The Philippine military had confirmed that hundreds of Chinese ships have been loitering near the island, which the Department of Foreign Affairs deemed illegal as it violates Philippine sovereignty.

The Wall Street Journal (WSJ) reported that the Chinese Foreign Ministry continues to insist that Beijing has sovereignty over Pag-asa Island, as well as the adjacent waters.

"Chinese fishing boats and fishermen's operations in these waters have not changed much this year compared with previous years," the Chinese Foreign Ministry told WSJ.

President Rodrigo Duterte earlier warned China to "lay off" on Pag-asa Island, one of the largest features in the Spratly chain.

The municipality of Kalayaan in Palawan province has jurisdiction over Pag-asa Island in the West Philippine Sea.

"I will not plead or beg, but I am just telling you that lay off Pag-asa because I have soldiers there.
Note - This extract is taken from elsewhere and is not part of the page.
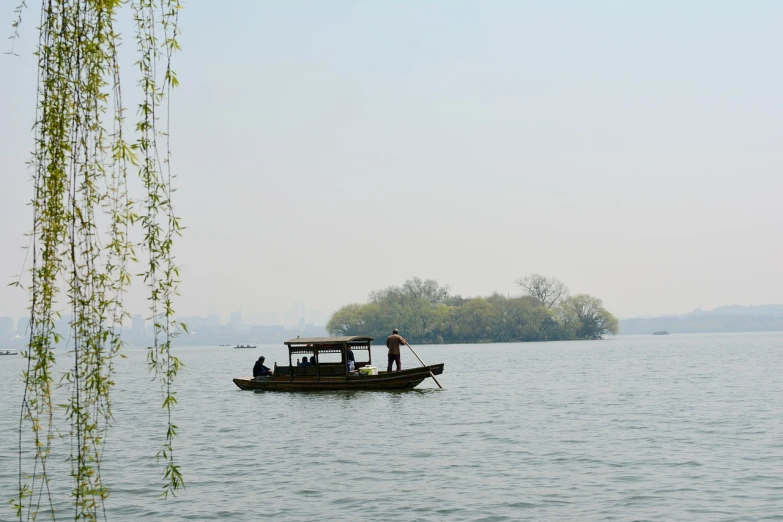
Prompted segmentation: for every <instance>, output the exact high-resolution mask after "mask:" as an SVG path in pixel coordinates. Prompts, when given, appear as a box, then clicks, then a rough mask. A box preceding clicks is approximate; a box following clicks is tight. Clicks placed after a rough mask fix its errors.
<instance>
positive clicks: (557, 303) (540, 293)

If you touch it, that's a different story. I will tell the soldiers 'prepare for suicide mission,'" Duterte said in a speech last week.
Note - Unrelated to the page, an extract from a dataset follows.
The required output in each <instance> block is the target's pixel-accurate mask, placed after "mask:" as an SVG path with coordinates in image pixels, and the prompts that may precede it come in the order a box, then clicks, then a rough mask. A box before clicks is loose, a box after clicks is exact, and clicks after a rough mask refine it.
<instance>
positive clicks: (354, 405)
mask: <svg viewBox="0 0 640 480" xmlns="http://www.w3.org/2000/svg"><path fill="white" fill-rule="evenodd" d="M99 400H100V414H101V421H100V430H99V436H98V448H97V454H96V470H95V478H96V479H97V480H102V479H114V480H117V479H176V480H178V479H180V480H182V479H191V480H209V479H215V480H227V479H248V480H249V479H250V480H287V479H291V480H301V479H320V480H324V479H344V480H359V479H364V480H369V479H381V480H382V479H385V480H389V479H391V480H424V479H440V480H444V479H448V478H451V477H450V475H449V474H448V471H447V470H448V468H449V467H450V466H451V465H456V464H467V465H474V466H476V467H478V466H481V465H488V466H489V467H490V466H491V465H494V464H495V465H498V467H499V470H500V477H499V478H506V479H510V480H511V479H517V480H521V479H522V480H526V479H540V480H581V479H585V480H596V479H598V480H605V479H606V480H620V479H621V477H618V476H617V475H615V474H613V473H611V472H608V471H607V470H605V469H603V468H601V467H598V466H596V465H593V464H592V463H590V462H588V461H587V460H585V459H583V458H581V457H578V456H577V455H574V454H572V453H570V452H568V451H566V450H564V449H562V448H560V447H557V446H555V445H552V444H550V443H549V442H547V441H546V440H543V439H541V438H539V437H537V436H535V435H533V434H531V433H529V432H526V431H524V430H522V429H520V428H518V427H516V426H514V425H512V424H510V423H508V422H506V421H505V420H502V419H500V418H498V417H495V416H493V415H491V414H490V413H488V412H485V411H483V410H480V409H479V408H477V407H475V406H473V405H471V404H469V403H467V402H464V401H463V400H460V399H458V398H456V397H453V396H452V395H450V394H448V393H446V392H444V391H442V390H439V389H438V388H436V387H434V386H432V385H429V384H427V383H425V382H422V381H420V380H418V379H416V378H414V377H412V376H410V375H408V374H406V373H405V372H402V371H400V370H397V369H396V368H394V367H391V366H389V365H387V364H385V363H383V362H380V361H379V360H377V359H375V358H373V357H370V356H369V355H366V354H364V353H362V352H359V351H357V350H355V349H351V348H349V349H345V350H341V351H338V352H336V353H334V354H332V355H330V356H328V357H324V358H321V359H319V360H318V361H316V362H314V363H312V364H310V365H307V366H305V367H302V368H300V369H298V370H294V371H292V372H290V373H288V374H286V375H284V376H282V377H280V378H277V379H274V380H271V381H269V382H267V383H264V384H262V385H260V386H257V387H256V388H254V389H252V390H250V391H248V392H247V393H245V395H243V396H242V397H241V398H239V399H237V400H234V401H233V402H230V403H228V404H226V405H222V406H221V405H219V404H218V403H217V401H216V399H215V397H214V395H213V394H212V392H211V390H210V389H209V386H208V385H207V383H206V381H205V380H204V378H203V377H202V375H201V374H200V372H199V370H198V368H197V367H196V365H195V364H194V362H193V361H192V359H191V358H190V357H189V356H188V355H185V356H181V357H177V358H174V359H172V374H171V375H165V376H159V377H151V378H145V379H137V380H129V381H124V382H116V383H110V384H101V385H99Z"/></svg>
Presidential spokesperson Salvador Panelo, on the other hand, said the president may raise the 2016 arbitral ruling of a United Nations-backed tribunal before the United Nations General Assembly.

On July 12, 2016, the Permanent Court of Arbitration issued a landmark ruling that invalidated Beijing's nine-dash line claim over the South China Sea, part of which is the West Philippine Sea. The international tribunal also concluded that China violated its commitment under the Convention on the Law of the Sea when it constructed artificial islands in the Philippines' exclusive economic zone.

If bilateral negotiations between the Philippines and China do not lead to a resolution, Panelo said the next step would be to raise it before the UN.

"We are a member of the United Nations and there are cases where certain issues, which affect humanity, are raised in the General Assembly, then the General Assembly makes a unified action. Maybe that's the next step," Panelo said.

Manila and Beijing convened the fourth meeting of the bilateral consultation mechanism last week.

Chinese Foreign Ministry spokesperson Geng Shuang said the two countries agreed that "differences" in the South China Sea "should be peacefully resolved through friendly consultation and negotiation by sovereign states directly concerned."

Geng described the meeting as "candid, friendly and constructive."

Asked about the Philippine government's position on the presence of Chinese boats surrounding Pag-asa Island, the Chinese official said both parties "agreed to uphold a cooperative attitude in resolving the relevant issues."

The Department of Foreign Affairs earlier said the presence of Chinese ships on Philippine waters is a clear violation of the country's sovereignty, sovereign rights and jurisdiction.

"Such actions when not repudiated by the Chinese government are deemed to have been adopted by it," the DFA said.